The Plowshares movement, of which Obed, Rice and Walli are a part, has been waging protests like theirs at nuclear facilities since 1980. In 1983, the ecumenical Nevada Desert Experience was formed with the goal of ending nuclear testing.
Some might argue the heyday of nonproliferation activism has passed.
Father J. Bryan Hehir, a professor of religion and public life at Harvard University, said at an April commemoration of "Peace on Earth," a Catholic peace encyclical, nuclear weapons no longer hold the centrality they once did in international defense policy.
But as the Transform Now Plowshares have demonstrated, that doesn't mean Christian activists have given up.
At the end of April, the United Nations held the second preparatory committee meeting for the 2015 Non-proliferation Treaty Review Conference.
The Review Conference, held every five years, reassesses the implementation of the NPT – the 1970 international treaty committing signatories to the discouragement of nuclear weapon manufacturing and use.
The London-based Christian Campaign for Nuclear Disarmament sent a five-person delegation to Geneva for the preparatory committee meeting, where they co-hosted a panel discussion about the Teutates Treaty, a 50-year Anglo-French nuclear energy research alliance.
"Christian CND and others believe Teutates offends the spirit of the NPT and probably its letter," wrote Catholic delegate Michael Pulham in his post-meeting report.
All five members of the delegation are veteran nonproliferation activists who adamantly believe nuclear weapons are a moral issue that still ought to be of the utmost importance to Christians.
"I think there's a need for Christians to re-approach this issue without looking at it through the Cold War-lens of deterrence," said Angela Rayner, an Anglican member of the delegation and an executive committee member of Christian CND.
"I'd like Christians to understand that reconciliation is not an optional extra … but an activity to which every Christian is called."
At the Geneva April meeting, Christian CND delegates were happy to see an increase in faith-based discussion.
Monsignor Silvano Tomasi, the Vatican's permanent observer to the United Nations offices and international organizations in Geneva, and Jonathan Frerichs, the World Council of Church's progam executive for peace building and disarmament, held a joint session on the moral need for disarmament – the first time, said Christian CND delegate, Patricia Pulham, that morality and ethics had been discussed at a preparatory committee meeting.

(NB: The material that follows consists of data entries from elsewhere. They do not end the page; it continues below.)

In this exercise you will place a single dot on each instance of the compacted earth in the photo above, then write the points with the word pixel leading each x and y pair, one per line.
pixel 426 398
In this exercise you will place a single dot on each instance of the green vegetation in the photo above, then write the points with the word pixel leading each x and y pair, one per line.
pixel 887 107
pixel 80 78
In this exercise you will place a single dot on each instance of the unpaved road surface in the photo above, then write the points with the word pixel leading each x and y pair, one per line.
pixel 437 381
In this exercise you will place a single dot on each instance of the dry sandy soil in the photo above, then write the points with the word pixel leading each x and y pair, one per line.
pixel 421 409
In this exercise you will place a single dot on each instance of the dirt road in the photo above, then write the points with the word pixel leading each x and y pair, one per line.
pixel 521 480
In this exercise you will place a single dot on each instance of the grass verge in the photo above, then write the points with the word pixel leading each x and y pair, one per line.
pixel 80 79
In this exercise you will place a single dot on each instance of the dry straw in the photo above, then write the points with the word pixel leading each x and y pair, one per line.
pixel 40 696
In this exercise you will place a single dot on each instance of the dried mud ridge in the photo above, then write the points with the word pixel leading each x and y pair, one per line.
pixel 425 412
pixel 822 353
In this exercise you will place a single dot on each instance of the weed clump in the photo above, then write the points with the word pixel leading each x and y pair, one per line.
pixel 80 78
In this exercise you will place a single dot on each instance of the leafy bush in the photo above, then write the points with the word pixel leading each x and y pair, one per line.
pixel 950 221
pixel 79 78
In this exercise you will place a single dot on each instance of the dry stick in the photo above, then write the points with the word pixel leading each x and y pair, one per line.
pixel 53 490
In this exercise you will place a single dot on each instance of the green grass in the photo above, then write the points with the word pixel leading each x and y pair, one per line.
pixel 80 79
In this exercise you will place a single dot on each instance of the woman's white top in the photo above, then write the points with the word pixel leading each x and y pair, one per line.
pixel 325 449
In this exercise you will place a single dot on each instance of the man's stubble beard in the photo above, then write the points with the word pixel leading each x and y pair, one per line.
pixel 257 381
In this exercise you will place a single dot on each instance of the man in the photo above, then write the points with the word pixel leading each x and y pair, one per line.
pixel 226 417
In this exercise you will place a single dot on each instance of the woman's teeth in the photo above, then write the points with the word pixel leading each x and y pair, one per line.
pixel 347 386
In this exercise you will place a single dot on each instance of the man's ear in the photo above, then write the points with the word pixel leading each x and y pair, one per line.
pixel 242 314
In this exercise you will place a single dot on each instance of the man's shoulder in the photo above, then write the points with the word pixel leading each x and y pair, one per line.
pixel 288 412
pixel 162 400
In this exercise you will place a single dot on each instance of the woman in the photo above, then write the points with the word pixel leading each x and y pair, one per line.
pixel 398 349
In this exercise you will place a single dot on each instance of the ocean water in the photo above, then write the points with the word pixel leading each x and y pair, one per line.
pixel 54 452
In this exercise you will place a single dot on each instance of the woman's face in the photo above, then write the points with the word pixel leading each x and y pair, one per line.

Additionally, members of the delegation were encouraged by an Iranian paper detailing the Muslim argument against nuclear weapons.
"One wonders … [if] there might be some international, joint interfaith positioning on weapons of mass destruction," Michael Pulham wrote in his report.
Yet, the delegates – like many other activists – expressed feelings of frustration at the slow pace disarmament work seems to take.
In the nearly 70 years that Christians have been speaking out against nuclear weapons, some progress has been made.
Activists are quick to point out, however, that the United States has still not signed the Comprehensive Test Ban Treaty that bans nuclear test explosions for any reason; Iran is openly defying the NPT with its nuclear enrichment program and North Korea continues to conduct nuclear tests.